Two Things To Consider

Is Gold a Safe Haven?

Although most economists agree that gold is a safe-haven, Baur and Glover (2012) remind investors that the safe-haven features may change over time as gold gets more popular as an investment to protect against equity market. This is because investors who hold significant amounts of gold in their portfolios may be forced to sell some or all of these holdings in times of equity market stress when they face borrowing or liquidity constraints in other portfolio holdings. 

This is an interesting point, especially when gold prices initially fell after Lehman Brothers’ bankruptcy due to forced sales (see chart 1), but we believe that the perception of gold as a safe-haven against crashes in any particular asset market is too limited. Gold is an insurance against broader systemic tail risks. The economic function of insurance is not to generate huge profits during normal times, but rather to protect investors’ wealth against unlikely but serious events (like house fires).

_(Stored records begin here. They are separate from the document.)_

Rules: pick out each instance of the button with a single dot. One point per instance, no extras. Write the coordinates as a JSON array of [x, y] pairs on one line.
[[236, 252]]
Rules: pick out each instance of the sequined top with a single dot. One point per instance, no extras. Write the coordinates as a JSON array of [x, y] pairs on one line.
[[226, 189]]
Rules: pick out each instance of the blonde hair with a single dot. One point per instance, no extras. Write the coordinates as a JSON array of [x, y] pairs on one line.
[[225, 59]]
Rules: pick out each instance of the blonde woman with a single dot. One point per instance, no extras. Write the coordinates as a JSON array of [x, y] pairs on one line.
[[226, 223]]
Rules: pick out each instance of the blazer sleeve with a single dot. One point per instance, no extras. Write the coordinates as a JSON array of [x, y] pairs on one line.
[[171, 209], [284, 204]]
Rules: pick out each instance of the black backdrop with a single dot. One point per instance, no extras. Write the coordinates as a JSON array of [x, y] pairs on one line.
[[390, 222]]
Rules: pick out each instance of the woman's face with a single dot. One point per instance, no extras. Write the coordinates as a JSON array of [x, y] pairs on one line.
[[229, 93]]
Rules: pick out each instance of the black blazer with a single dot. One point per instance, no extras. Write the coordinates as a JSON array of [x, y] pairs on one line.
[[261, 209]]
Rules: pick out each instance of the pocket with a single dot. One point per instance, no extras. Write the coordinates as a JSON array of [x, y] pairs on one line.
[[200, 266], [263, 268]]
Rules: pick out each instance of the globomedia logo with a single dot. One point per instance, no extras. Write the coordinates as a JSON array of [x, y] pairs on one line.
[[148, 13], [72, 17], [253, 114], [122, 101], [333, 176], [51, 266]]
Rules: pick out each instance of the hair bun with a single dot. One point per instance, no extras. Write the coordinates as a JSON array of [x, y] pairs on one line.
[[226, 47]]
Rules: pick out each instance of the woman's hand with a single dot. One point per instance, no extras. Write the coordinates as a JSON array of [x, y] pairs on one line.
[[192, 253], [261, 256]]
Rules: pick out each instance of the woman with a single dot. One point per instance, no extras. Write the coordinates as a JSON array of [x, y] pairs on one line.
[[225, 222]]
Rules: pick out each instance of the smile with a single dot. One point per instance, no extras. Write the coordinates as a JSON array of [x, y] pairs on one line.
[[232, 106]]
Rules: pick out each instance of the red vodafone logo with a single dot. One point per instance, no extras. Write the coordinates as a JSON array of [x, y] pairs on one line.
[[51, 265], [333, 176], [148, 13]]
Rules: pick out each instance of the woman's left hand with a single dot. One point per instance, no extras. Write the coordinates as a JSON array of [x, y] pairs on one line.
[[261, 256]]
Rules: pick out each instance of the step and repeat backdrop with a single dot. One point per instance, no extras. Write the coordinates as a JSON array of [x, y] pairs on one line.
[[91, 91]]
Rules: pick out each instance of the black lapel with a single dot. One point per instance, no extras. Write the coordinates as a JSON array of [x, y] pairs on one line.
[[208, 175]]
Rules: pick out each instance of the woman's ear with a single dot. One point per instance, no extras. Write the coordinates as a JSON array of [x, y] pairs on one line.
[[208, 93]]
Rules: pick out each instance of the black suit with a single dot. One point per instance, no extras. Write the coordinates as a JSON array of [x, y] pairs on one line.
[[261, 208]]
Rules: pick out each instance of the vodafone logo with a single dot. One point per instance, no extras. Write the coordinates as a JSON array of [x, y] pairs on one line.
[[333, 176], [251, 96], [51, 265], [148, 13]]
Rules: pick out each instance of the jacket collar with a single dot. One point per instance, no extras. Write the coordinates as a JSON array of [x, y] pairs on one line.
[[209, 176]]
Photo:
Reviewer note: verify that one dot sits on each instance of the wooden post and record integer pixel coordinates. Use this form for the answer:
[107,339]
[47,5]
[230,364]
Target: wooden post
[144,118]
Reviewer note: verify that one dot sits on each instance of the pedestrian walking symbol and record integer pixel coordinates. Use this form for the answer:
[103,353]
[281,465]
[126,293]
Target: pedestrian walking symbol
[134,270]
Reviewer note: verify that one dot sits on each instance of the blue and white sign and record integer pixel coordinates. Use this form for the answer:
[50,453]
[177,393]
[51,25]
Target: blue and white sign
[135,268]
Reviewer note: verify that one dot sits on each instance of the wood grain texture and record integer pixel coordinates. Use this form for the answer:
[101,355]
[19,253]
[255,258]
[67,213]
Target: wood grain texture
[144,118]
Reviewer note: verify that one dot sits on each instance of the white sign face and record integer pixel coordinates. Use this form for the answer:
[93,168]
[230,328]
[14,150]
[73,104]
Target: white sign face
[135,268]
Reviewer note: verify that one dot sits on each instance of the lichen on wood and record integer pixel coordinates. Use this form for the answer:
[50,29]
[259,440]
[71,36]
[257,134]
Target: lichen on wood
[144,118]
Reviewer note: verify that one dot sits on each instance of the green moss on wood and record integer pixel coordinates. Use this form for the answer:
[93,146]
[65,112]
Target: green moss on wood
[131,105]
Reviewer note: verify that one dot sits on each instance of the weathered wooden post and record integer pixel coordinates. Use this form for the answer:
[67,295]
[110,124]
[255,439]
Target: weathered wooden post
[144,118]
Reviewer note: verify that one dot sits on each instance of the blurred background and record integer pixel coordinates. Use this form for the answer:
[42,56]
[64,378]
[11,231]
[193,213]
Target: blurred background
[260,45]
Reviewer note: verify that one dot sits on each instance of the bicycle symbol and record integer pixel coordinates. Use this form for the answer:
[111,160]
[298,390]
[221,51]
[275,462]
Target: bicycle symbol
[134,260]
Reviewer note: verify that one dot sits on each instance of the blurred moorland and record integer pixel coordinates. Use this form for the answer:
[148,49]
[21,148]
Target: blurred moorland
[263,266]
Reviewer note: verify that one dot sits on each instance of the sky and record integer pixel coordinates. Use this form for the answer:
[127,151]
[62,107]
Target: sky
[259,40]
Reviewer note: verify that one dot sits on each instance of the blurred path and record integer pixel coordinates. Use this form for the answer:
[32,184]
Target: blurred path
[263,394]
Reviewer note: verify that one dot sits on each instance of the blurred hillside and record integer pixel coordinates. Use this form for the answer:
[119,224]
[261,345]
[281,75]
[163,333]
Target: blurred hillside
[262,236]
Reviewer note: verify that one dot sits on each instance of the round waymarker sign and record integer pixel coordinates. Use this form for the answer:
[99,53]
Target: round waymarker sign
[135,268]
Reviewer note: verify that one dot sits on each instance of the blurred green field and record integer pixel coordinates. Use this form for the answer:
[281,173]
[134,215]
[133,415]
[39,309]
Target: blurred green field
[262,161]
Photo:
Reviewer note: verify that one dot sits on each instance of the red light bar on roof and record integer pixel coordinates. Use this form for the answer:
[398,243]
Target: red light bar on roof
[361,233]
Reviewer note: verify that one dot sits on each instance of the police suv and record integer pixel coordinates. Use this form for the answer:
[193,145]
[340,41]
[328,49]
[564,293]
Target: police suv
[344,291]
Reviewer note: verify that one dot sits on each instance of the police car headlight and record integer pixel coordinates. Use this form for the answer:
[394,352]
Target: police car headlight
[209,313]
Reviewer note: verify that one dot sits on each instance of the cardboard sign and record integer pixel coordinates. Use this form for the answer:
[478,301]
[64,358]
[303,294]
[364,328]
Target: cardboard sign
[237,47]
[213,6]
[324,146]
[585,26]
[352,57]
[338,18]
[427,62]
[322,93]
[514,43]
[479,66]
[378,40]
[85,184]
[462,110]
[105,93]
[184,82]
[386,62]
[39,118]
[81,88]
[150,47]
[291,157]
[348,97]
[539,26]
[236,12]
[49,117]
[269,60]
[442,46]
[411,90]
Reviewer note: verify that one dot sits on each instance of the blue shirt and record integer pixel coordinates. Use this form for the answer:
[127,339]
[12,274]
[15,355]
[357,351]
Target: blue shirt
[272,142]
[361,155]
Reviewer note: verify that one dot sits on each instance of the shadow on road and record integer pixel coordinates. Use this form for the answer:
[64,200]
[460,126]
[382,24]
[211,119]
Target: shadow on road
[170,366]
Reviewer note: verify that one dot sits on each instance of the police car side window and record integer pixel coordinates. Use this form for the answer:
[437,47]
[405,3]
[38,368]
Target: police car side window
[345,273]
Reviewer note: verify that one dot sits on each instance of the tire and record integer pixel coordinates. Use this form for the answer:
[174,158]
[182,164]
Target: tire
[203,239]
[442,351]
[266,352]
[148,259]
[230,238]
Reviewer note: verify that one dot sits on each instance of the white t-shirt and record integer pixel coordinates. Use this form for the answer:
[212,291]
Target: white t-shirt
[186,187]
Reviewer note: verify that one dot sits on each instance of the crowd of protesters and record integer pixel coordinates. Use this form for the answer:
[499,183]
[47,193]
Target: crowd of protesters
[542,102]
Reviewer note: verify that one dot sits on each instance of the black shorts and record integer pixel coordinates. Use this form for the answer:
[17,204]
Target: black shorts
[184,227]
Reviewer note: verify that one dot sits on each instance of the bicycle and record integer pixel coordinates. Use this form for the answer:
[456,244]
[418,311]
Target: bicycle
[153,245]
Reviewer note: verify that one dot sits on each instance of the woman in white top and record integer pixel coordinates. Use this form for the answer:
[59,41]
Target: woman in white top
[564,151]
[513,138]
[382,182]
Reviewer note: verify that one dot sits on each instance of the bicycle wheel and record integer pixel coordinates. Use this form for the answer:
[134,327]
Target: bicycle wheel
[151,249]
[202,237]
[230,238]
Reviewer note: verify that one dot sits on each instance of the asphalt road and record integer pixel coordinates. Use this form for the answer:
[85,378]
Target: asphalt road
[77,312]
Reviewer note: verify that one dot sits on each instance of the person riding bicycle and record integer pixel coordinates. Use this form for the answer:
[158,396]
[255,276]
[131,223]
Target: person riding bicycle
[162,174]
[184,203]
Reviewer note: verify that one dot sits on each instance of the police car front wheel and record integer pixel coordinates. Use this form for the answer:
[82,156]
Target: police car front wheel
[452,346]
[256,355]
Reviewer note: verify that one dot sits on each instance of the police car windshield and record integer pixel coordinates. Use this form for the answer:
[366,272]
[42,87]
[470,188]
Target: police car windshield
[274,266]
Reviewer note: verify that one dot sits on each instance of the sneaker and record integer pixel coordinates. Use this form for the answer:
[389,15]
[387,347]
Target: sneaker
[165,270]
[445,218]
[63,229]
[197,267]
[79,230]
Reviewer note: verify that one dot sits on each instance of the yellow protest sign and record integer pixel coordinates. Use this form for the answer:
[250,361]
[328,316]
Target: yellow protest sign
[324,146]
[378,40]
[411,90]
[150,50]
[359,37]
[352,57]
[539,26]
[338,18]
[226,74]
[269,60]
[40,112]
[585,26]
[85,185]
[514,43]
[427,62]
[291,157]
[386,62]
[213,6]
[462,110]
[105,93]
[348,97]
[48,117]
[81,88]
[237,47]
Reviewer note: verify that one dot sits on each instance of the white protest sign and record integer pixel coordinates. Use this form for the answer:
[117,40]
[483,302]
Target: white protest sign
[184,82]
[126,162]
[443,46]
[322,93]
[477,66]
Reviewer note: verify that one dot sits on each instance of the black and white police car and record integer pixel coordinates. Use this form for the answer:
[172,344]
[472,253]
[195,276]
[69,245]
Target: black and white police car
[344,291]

Similarly, from the fundamental point of view, gold is not purchased for yield when the economy functions well, but to protect wealth against tail risks (however, it is possible to reap decent profits from investing and trading in the yellow metal in all phases of the market cycle and the performance of signals from our Gold & Silver Trading Alerts proves it). From this perspective, it should be clear why gold has no yield. Has insurance any yield? 

No, actually you have to pay premiums for being insured. The same applies to gold. And what are tail risks? Technically, they arise when the possibility that an investment will move more than three standard deviations from the mean is greater than what is shown by a normal distribution. To simplify, there are very unlikely events which entail very serious consequences. The best example is the last financial crisis. As you can see in the chart 1, stocks (and other standard financial assets) drastically fell after the Lehman bankruptcy and suffered huge losses in 2008, while gold ended that year with a modest gain.

Why are there tail risks and why does gold protects against them? It is in the very nature of our inherently unstable monetary system with its fractional reserve banking system, paper currencies and excessive credit, which is based only on faith. Gold used to be money for thousands for years, whereas our fiat money experiment has been here only since 1971. Thus, when this faith decreases, especially in the U.S. dollar, the unofficial world currency, gold prices rises. Contrary to paper currencies, gold is a real commodity which cannot be printed and has a certain use value, which sets a bottom for its prices – this explains why there is demand for it in times of distrust in the U.S. dollar system. You can think of gold as an insurance or backup in case of the collapse of the fiat money economy with the greenback as the world reserve currency. 
 My view:

Let us think of gold as a giant thermometer.

What does a thermometer do? It measures temperature of its surroundings.

What does gold do?  It measure the tail risk and fear associated with unstable fiat (faith based) currencies.

Now is a good time for some golden insurance!